This is a re-implementation of the original WebGoat project for .NET.
This web application is a learning platform that attempts to teach about common web security flaws. It contains generic security flaws that apply to most web applications. It also contains lessons that specifically pertain to the .NET framework. The exercises in this app are intended to teach about web security attacks and how developers can overcome them.
THIS WEB APPLICATION CONTAINS NUMEROUS SECURITY VULNERABILITIES WHICH WILL RENDER YOUR COMPUTER VERY INSECURE WHILE RUNNING! IT IS HIGHLY RECOMMENDED TO COMPLETELY DISCONNECT YOUR COMPUTER FROM ALL NETWORKS WHILE RUNNING!
- Google Chrome performs filtering for reflected XSS attacks. These attacks
will not work unless chrome is run with the argument
--disable-xss-auditor
.
- .NET 5 SDK
The provided Dockerfile is compatible with both Linux and Windows containers.
To build a Docker image, execute the following command:
docker build --pull --rm -t webgoat.net .
To run the webgoat.net
image, execute the following command:
docker run --rm -d -p 5000:80 --name webgoat.net webgoat.net
WebGoat.NETCore website should be accessible at http://localhost:5000.
To run webgoat.net
image, execute the following command:
docker run --rm --name webgoat.net webgoat.net
Windows containers do not support binding to localhost. To access the website, you need to provide the IP address of your Docker container. To obtain the IP, execute the following command:
docker exec webgoat.net ipconfig
The output will include the IP of the 'webgoat.net' container, for example:
Ethernet adapter Ethernet:
Connection-specific DNS Suffix . :
Link-local IPv6 Address . . . . . : fe80::1967:6598:124:cfa3%4
IPv4 Address. . . . . . . . . . . : 172.29.245.43
Subnet Mask . . . . . . . . . . . : 255.255.240.0
Default Gateway . . . . . . . . . : 172.29.240.1
In the above example, you can access the WebGoat.NETCore website at http://172.29.245.43.
To stop the webgoat.net
container, execute the following command:
docker stop webgoat.net
- Build and publish WebGoat.NETCore with the following command:
dotnet publish -c release -o ./app
The web application will be deployed to the app
folder in the current directory.
- Execute the web application on localhost with the following command:
dotnet ./app/WebGoatCore.dll --urls=http://localhost:5000
The the WebGoat.NETCore website will be accessible at the URL specified with the --urls
parameter: http://localhost:5000.
The WebGoat.NET projects ships with scripts that allow you to conveniently run the web application. The following scripts are located in the the "script" directory in the root of the project:
- runInDocker.bat - Runs the application in a Docker container on Windows.
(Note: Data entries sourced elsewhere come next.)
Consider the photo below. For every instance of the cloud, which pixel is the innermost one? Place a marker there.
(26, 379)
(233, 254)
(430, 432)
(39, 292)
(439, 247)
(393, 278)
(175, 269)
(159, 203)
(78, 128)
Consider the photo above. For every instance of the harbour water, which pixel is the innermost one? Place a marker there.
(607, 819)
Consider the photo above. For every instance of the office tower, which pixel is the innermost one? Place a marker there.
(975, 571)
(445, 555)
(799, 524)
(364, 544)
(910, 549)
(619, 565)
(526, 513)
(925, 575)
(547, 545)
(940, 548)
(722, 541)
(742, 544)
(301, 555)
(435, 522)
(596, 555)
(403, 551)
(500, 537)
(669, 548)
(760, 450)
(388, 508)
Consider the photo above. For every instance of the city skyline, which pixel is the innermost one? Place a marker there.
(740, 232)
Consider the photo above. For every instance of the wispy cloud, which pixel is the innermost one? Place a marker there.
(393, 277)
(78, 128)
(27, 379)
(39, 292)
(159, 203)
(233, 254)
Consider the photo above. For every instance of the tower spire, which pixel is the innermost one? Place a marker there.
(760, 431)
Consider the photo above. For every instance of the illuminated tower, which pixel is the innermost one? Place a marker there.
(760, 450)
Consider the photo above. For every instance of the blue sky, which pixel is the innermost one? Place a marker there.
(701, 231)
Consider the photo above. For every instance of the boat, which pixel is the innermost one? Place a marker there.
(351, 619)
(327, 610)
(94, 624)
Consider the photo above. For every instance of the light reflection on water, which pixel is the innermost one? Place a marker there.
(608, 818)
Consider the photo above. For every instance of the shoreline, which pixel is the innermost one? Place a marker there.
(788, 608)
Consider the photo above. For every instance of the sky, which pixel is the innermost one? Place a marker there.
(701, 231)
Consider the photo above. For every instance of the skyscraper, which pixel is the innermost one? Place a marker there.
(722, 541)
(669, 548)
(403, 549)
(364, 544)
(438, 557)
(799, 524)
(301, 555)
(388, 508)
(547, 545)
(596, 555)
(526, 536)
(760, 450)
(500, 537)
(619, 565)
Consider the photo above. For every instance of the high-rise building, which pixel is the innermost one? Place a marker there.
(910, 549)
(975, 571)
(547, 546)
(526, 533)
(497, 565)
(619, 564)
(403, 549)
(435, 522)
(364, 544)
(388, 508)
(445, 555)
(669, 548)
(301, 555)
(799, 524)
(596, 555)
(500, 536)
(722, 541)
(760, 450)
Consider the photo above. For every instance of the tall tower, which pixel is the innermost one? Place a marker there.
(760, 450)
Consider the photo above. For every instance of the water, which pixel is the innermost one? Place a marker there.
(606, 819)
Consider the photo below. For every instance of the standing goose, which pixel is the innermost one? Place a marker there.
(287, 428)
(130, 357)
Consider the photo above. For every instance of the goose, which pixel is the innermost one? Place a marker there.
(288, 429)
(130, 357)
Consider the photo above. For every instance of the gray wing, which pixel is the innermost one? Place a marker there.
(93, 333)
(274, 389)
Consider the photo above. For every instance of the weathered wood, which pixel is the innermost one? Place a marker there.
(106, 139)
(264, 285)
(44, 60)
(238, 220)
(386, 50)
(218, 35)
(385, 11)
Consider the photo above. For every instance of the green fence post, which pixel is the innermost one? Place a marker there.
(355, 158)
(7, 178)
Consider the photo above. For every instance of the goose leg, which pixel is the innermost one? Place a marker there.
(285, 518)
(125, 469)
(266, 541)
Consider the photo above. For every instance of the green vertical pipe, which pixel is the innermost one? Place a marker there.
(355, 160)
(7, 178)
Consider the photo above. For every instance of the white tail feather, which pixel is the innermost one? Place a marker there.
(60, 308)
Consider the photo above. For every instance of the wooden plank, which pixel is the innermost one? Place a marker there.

- runInDocker.sh - Runs the application in a Docker container on Linux.
- runLocal.bat - Runs the application locally on Windows.
- runLocal.sh - Runs the application locally on Linux.
- The latest OWASP Top 10 is not covered. The uncovered vulnerabilities need to be added to the code base.
- Educational documents/trainings for any categories of the latest OWASP Top 10 are not available.